Keputusan ini diambil melalui surat resmi dari Dekan FEB UGM, Prof. Dr. Didi Achjari, S.E., M.Com., Ak., CA. Surat tersebut menjelaskan bahwa pihak kampus merasa perlu untuk mengambil tindakan agar tidak mengganggu proses hukum yang sedang berjalan.
Selain itu, UGM juga menyampaikan rasa belasungkawa atas meninggalnya Muhammad Ilham Pradipta, Kepala Cabang Bank BRI Cempaka Putih. Pernyataan resmi dari UGM menyebutkan bahwa universitas mengecam keras segala bentuk kekerasan yang berujung pada kematian almarhum. “UGM mendukung penegakan proses hukum yang transparan dan berkeadilan,” kata Andi Arsana.
Komitmen UGM terhadap Prinsip Hukum dan Kejujuran
UGM menekankan komitmennya untuk tetap menghormati asas praduga tak bersalah. Hal ini menjadi salah satu prinsip dasar dalam proses hukum yang adil dan tidak memengaruhi hak-hak seseorang sebelum ada putusan pengadilan. Selain itu, universitas juga menegaskan pentingnya menjaga integritas dan profesionalisme dalam setiap tindakan yang diambil.

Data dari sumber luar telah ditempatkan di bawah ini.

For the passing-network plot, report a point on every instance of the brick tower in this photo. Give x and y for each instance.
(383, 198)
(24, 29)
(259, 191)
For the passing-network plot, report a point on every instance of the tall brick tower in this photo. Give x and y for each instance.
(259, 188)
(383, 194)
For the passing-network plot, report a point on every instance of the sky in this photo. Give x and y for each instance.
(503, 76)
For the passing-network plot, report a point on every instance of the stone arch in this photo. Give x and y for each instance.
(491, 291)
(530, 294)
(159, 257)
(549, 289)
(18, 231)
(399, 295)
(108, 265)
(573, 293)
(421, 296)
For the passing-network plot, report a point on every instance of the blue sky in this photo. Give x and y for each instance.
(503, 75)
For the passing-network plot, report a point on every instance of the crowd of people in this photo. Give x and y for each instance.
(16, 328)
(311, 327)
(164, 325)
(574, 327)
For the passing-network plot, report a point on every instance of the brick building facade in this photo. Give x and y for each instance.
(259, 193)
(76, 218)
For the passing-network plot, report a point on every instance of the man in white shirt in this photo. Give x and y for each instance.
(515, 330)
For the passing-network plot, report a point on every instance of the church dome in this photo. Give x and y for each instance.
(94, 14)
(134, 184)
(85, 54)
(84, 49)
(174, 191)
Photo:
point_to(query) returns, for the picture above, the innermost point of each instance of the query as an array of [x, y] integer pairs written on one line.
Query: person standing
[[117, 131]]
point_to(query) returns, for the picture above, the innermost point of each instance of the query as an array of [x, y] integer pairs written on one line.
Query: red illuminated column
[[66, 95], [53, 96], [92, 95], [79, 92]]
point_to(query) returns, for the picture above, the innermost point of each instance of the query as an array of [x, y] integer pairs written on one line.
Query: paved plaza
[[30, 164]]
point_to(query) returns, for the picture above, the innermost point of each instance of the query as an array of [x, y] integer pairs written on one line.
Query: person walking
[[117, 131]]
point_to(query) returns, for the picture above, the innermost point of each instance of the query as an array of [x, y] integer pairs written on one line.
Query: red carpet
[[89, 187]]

Dalam pernyataannya, UGM juga menyatakan dukungan penuh kepada aparat penegak hukum agar kasus ini dapat segera terungkap. Tujuan utamanya adalah untuk menegakkan keadilan bagi semua pihak yang terlibat, baik korban maupun pelaku. Dengan demikian, UGM berharap proses hukum bisa berjalan secara objektif dan sesuai dengan aturan yang berlaku.
Tanggung Jawab Kampus dalam Situasi Ini
Langkah yang diambil oleh UGM mencerminkan tanggung jawab kampus dalam menjaga lingkungan akademik yang kondusif dan menjunjung tinggi nilai-nilai hukum serta etika. Dengan menonaktifkan status akademik DH, UGM memberikan contoh bagaimana institusi pendidikan dapat bertindak cepat dan tepat dalam situasi yang berkaitan dengan hukum.
Selain itu, keputusan ini juga menunjukkan bahwa UGM tidak hanya fokus pada aspek akademik, tetapi juga memperhatikan dampak sosial dan moral dari tindakan-tindakan yang diambil oleh anggota kampusnya. Dengan begitu, UGM tetap menjaga reputasinya sebagai institusi pendidikan yang berintegritas dan bertanggung jawab.
Kesimpulan
Kasus ini menjadi momentum penting bagi UGM untuk menunjukkan komitmennya terhadap prinsip hukum dan keadilan. Dengan mengambil langkah tegas, kampus ini menunjukkan bahwa ia tidak akan mengabaikan proses hukum yang sedang berlangsung, sekaligus menjaga lingkungan akademik yang sehat dan bermartabat. Dengan demikian, UGM tetap menjadi contoh dalam menerapkan nilai-nilai intelektual dan moral yang kuat dalam setiap tindakan yang diambil.